La réserve de la France s’explique donc, selon une optique plus classique, par sa position de puissance nucléaire autonome en Europe et par sa position de réserve vis-à-vis de l’OTAN vers où tous les regards (surtout allemands) convergent. (Si nous voulions aller plus loin dans la subtilité et faire à nouveau crédit aux Français d’une certaine dose de machiavélisme, nous dirions que cette réserve s’explique du point de vue tactique par l’habile volonté de la France de ne pas “idéologiser” le débat en le ramenant au sempiternel France versus USA qui effraierait nombre de pays européens frileux ; il faut laisser les frileux s’engager seuls, comme des grands, dans la crise.)
Mais cette réserve ne pourra pas durer longtemps et certainement pas pendant toute la crise, au contraire de la première crise des euromissiles. La France devrait passer à un moment — le choix du moment sera important — d’une interprétation stratégique de la crise à une interprétation politique, et c’est alors qu’elle devra s’y impliquer en exploitant son caractère absolument explosif. L’enjeu central n’est pas celui d’une “division” entre la Russie et le reste de l’Europe (de l’OTAN, de l’Occident, etc). Cela, c’est le détonateur et rien d’autre. L’enjeu central est le fameux découplage, — entre l’Europe et les USA. L’enjeu central annexe est le découplage à l’intérieur de l’UE, — entre les pays stratégiquement pro-US, Pologne en tête, et le reste, Allemagne en tête (surprise des circonstances). Sur ce dernier point, il faudra bien que la France en vienne à faire jouer sa solidarité avec l’Allemagne, une fois la crise bien lancée ; pour une fois, cette “solidarité” est bienvenue parce qu’elle est riche de prolongements politiques fondamentaux, enfin parce qu’elle est un moyen d’accélérer le découplage USA-Europe.
Sans doute la diplomatie française, habile comme toujours, ne veut pas de ce découplage, continuant à considérer l’alliance avec les USA comme fondamentale pour la sécurité européenne.

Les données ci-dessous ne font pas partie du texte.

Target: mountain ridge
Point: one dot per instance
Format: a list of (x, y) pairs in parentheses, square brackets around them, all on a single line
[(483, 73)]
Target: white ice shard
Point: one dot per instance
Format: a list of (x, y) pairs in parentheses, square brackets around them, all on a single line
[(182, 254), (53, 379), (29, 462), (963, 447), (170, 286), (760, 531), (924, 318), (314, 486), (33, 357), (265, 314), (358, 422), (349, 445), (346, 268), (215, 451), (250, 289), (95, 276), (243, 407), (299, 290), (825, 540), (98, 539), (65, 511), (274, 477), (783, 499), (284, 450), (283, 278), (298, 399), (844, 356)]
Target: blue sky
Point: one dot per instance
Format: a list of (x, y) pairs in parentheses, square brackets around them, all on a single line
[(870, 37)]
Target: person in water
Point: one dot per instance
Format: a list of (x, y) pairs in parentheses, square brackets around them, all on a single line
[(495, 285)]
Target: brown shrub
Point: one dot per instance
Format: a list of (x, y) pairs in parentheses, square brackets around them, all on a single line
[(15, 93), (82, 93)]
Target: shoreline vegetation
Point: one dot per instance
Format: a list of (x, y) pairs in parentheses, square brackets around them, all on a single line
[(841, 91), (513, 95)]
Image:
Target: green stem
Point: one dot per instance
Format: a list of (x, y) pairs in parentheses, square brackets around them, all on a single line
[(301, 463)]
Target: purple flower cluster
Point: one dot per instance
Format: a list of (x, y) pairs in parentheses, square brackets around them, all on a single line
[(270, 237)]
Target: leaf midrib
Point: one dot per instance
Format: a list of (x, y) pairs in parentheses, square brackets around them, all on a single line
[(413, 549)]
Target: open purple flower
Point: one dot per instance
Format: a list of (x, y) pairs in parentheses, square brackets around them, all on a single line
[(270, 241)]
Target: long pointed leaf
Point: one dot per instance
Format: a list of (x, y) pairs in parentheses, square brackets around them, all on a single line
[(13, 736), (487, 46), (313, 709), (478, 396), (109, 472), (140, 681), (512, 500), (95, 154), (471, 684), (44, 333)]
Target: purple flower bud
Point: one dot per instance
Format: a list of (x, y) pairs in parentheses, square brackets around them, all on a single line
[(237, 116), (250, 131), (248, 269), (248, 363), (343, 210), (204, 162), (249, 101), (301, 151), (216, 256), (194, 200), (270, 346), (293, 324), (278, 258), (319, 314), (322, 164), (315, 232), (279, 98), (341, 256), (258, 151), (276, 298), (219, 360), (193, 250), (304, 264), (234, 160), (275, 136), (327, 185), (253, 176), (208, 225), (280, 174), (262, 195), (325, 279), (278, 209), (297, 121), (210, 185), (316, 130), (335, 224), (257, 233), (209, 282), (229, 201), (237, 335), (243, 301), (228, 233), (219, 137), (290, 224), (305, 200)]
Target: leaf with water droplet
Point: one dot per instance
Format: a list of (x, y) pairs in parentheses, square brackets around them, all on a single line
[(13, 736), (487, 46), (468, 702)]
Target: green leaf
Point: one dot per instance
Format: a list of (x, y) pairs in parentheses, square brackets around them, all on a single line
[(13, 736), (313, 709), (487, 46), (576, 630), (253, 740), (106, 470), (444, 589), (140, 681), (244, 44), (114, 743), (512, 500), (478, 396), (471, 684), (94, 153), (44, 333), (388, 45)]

La diplomatie française devra s’arranger des faits et faire enfin sa révolution culturelle en s’y conformant. Il n’y a plus, quand on est un pays comme la France qui recherche la stabilité et l’égalité des alliances, d’“alliance fondamentale” avec une super-puissance sur le déclin, résolument déstabilisatrice, interventionniste, unilatéraliste, faiseuse de désordre, ne considérant l’alliance que comme une soumission, aveuglée par une bureaucratie prédatrice. Il va falloir ranger les mouchoirs mouillés de larmes émues des plaidoiries sentimentales des “valeurs communes” de l’alliance transatlantique pour en venir à la rigueur tonifiante et à la force glacée des réalités. Pour l’Europe, c’est une perspective qui sort de l’ordinaire ; le président Barroso et ses souvenirs d’organisateur de la réunion des Açores d’avant la guerre d’Irak n’y suffiront pas.